🤖 AI Summary
This study investigates the performance of large language models (LLMs) in assessing the scientific plausibility of hypotheses, with a focus on how varying evidence conditions—ranging from hypothesis-only to inclusion of experimental descriptions, results, or both—affect model reliability and robustness. Framing the task as a diagnostic reasoning problem, the authors conduct systematic controlled experiments across multiple LLMs and two datasets to evaluate how input information types influence judgment accuracy. Their findings reveal, for the first time, that result-based evidence consistently enhances model performance more robustly than experimental descriptions alone; notably, incomplete experimental context can even degrade accuracy. This work provides empirical insights into the effective utilization of evidence in scientific reasoning by LLMs.
📝 Abstract
Scientific feasibility assessment asks whether a claim is consistent with established knowledge and whether experimental evidence could support or refute it.
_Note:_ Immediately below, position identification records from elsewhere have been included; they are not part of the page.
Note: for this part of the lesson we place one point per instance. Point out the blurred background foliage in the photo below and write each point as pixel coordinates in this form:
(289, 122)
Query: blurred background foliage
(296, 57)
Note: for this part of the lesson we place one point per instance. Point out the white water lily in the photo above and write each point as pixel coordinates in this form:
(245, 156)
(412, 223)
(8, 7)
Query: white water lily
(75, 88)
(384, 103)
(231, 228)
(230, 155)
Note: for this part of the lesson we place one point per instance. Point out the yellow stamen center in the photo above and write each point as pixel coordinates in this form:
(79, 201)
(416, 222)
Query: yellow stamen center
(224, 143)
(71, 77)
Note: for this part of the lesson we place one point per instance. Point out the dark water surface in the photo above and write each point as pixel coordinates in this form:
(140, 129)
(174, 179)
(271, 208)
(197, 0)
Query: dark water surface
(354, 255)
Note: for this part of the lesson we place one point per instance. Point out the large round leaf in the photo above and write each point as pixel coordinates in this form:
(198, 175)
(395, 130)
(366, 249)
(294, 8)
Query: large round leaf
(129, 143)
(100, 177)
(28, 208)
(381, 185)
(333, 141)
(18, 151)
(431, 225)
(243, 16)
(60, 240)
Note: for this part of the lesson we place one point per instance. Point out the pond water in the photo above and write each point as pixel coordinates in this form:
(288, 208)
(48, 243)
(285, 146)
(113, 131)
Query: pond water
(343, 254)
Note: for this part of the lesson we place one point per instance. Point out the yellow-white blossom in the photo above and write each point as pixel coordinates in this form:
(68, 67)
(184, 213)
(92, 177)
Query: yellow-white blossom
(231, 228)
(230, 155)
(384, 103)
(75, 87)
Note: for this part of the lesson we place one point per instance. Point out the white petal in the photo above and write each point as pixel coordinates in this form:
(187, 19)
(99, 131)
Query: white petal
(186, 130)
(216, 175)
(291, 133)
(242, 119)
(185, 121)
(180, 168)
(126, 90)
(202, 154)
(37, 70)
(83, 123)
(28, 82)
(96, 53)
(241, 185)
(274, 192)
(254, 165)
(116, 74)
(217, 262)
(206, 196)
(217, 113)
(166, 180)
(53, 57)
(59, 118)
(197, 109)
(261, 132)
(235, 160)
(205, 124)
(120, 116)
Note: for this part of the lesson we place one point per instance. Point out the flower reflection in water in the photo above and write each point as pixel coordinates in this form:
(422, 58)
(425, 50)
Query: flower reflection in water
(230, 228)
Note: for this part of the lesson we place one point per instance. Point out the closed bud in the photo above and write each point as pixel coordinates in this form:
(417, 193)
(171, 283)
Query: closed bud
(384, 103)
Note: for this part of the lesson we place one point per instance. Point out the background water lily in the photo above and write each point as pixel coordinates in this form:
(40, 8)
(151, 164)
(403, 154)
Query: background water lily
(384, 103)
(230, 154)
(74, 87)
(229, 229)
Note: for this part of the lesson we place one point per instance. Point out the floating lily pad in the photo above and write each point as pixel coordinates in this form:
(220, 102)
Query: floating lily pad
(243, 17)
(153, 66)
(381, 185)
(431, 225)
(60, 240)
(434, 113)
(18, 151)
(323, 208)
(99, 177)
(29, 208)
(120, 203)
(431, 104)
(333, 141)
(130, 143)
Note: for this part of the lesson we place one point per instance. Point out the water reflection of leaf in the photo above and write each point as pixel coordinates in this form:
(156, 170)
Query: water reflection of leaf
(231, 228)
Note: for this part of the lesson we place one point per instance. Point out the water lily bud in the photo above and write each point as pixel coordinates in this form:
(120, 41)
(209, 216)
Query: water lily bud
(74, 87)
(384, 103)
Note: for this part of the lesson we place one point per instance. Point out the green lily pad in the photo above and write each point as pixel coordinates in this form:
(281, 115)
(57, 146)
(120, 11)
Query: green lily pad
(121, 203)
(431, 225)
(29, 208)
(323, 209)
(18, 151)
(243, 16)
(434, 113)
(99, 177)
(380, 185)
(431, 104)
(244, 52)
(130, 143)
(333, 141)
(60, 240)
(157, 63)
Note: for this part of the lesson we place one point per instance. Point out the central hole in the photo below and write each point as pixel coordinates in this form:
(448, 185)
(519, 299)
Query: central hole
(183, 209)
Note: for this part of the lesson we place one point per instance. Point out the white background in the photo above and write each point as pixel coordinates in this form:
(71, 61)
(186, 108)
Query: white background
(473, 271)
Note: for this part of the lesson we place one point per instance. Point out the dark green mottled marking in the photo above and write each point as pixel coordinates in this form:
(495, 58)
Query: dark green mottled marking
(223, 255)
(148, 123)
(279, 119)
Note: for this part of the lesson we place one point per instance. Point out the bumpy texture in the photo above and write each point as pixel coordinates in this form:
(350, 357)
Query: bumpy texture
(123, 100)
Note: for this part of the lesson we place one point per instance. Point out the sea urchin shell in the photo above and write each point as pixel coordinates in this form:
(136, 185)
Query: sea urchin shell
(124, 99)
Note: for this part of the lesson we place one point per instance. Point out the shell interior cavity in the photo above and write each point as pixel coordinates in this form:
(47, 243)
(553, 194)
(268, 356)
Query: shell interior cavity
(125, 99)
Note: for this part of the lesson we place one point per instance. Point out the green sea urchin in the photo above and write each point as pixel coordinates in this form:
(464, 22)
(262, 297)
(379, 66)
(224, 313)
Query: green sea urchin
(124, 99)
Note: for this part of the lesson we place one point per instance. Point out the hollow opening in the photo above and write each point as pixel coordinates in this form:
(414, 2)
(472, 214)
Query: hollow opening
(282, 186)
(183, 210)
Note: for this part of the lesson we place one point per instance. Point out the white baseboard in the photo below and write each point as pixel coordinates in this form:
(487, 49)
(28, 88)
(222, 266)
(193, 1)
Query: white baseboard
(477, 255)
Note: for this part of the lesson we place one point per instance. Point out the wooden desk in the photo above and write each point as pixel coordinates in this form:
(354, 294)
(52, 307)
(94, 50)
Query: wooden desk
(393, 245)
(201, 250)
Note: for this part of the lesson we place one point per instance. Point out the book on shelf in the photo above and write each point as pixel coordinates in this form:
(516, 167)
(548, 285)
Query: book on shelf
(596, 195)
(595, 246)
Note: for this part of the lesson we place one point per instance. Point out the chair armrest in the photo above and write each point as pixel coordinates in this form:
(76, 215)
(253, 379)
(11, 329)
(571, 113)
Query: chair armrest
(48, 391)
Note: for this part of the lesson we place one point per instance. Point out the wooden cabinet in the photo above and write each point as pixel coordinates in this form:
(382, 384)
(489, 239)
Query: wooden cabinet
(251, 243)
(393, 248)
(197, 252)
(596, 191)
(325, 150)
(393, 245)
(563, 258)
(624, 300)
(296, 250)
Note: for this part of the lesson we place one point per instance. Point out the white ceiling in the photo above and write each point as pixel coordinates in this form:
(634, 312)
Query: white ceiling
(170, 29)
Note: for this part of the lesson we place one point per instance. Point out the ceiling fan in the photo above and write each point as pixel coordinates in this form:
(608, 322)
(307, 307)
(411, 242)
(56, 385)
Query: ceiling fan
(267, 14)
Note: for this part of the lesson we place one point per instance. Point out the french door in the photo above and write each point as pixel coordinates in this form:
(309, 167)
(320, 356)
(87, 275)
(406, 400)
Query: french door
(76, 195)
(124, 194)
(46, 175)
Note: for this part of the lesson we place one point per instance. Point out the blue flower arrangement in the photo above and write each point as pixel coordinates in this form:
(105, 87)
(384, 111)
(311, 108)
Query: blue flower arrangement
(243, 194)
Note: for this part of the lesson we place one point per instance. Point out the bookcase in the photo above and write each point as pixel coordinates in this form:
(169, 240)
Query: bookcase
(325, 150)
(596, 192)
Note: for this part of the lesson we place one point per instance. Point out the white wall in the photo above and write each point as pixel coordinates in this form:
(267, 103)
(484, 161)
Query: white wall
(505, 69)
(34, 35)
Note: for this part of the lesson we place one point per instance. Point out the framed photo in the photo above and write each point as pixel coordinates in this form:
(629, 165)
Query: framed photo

We frame feasibility assessment as a diagnostic reasoning task in which, given a hypothesis, a model predicts feasible or infeasible and justifies its decision. We evaluate large language models (LLMs) under controlled knowledge conditions (hypothesis-only, with experiments, with outcomes, or both) and probe robustness by progressively removing portions of the experimental and/or outcome context. Across multiple LLMs and two datasets, providing outcome evidence is generally more reliable than providing experiment descriptions. Outcomes tend to improve accuracy beyond what internal knowledge alone provides, whereas experimental text can be brittle and may degrade performance when the context is incomplete. These findings clarify when experimental evidence benefits LLM-based feasibility assessment and when it introduces fragility.